What leads a person to use drugs and alcohol?
Peer pressure? Depression? Genetics? Through various personal and educational experiences, we develop ideas about what does and does not lead to addiction. These beliefs are wide-ranging and rarely encompass only one facet of a person's life. In the research conducted for my master's thesis, I utilized cognitive anthropological methods to conceptualize and visualize how undergraduates at the University of Alabama think about the etiology of addiction. A group of undergraduate students participated in a free-listing exercise and identified 28 factors that they believed increased an individual's risk in developing a substance use disorder. These included factors that stemmed from a person's social or family life, as well as to psychological problems that could lead an individual to self-medicate with drugs/alcohol. Further, students identified innate, biological characteristics of the person or the substance and hedonistic causes that could influence an individual's likelihood of continuing to use drugs.
How do these beliefs relate to the tendency to stigmatize people with addiction?
This collection of ideas about the causes of a particular mental illness are referred to as "folk psychiatry" or "ethnopsychiatry," and these have been shown to be guiding factors behind public attitudes of individuals with mental illness. I found that among undergraduates at the University of Alabama, there are two guiding ideologies for understanding addiction: the Medical and the Moral. Those who adhered to the Medical model prioritized the Self-Medication and the Biological factors when explaining addiction, while those who adhered to the Moral model preferred the Social and Hedonistic causes for explaining why a person would develop substance use disorders. I found that those who adhered to the Medical model stigmatized significantly less than individual's with the Moral model.
Are there cross-cultural differences in these causal beliefs?
In the summer of 2017, I conducted pilot work in the city of Ribeirão Preto, SP, Brazil. Much like in the US, university students in Brazil are at extreme risk of developing problematic substance use behaviors, so I am particularly interested in how they think about and understand addiction. The sample consisted of students who attended either the University of São Paulo - Ribeirão Preto or Paulista University. Many of the factors identified by the American sample were present in the Brazilian sample, and residual agreement analysis identified two perspectives that at first glance are similar to the medical and moral perspectives found in the American sample. One group of people emphasized the Self-Medication and Familial risk factors (termed the Psycho-Familial perspective) and another group emphasized the Social and Hedonistic risk factors (termed the Moral perspective)
Is there a similar relationship between between perspective and attributed stigma in Urban Brazil??

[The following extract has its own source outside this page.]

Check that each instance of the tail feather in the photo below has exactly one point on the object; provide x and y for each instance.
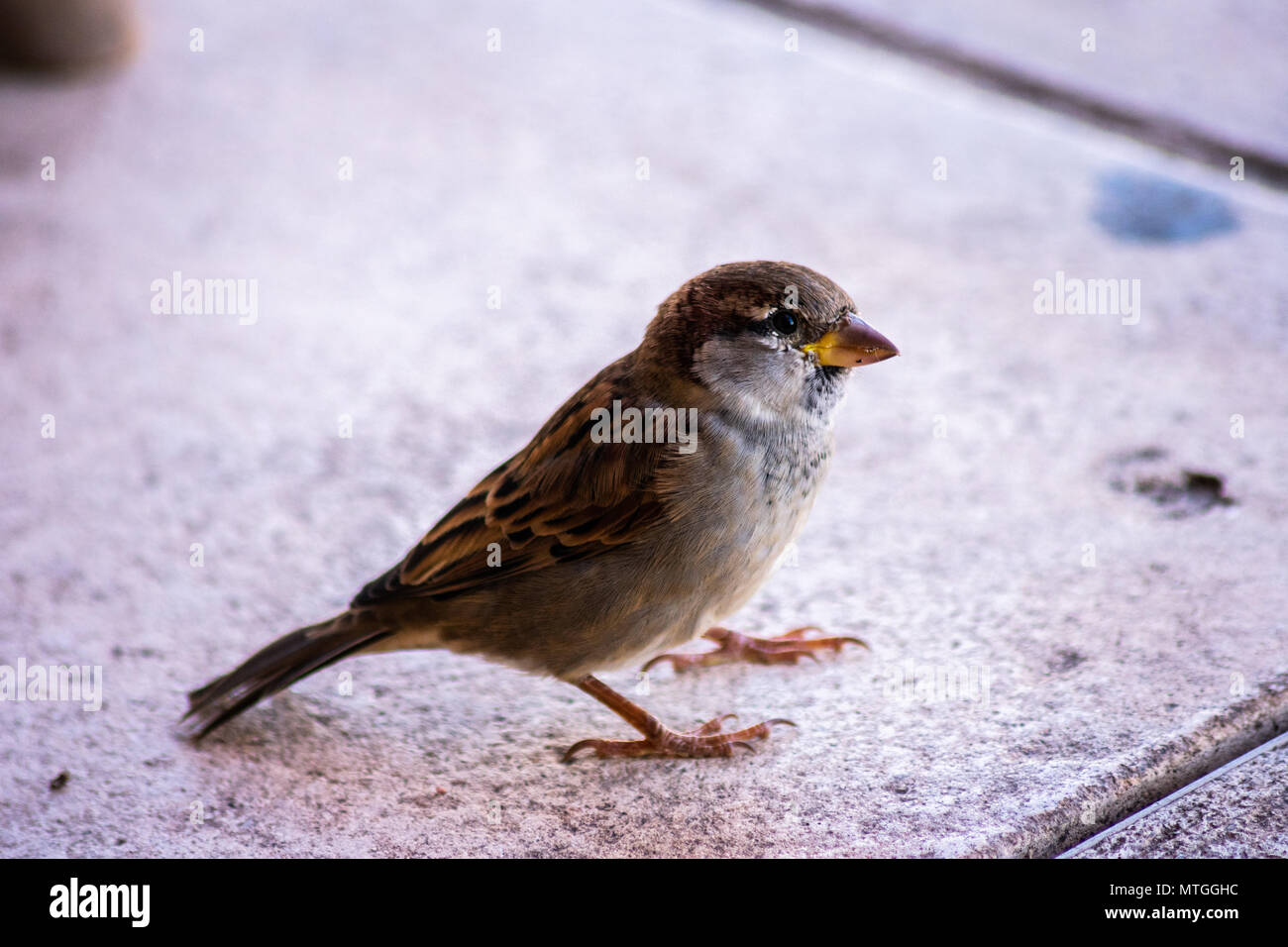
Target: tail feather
(277, 667)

Yes and No. There is a significant relationship between how individuals understand substance misuse risk and the extent to which they stigmatize someone with substance use disorders, but it was in the opposite direction of the American sample. Individuals who overemphasized the Self-Medication and Familial risk factors stigmatized more than individuals who overemphasized the Social and Hedonistic risk factors. There are several explanations for this, each tying to the differences in the cultural meaning of the social and familial causes. Brazilians viewed the social causes as situational and temporary -- that is, it’s what young people do and therefore, substance use is something that’s easy to grow out of. In contrast, when Americans believed that individuals primarily used substances because they needed them to self-medicate either physical or psychological problems, these individuals weren’t seen as dangerous, but rather, deserving of help. They had the potential to get better – they weren’t bad people for using substances, they just needed proper treatment. But, the Brazilian “Psycho-Familial” emphasis was more firmly tied into an individual’s home and family life. And, often, these circumstances are seen as impossible to escape from. Therefore, it’s these people that are dangerous, because they’re less likely to change.
Do individuals with substance use disorder interpret these factors in the same way?
In order to test whether there is a relationship between GP understandings and TG internalized beliefs, I performed non-metric multi-dimensional scaling on all 29 of the rating task items. Essentially, this analytic technique converts differences between individual response profiles to physical distance in two-dimensional space. Individuals that appear closer together on the MDS plot collectively rated all of the risk factors similarly, while those that appear further away had significant differences in the ways that they performed the rating task.The young adults cluster at the center, forming a cultural core of understanding, and patients gradually disperse from that core model in various directions. This suggests several things. First, it demonstrates that there are not 2 separate cultural models for the two sample types. Rather, the GP form the core of the model and the patients vary from this model in alternative ways. While there are differences in the ways that members of the general public understand substance misuse risk, there are far more differences in terms of the ways that the patients come to internalize and believe in the influence of particular risk factors. The graph demonstrates visually that the young adults provide a representation of a “core model” that the patients are moving away from in different ways. In other words, the patients are not starting from scratch, but rather are beginning from the shared cultural model and then using their personal experience to guide their shifts away from or towards the center of the cultural model.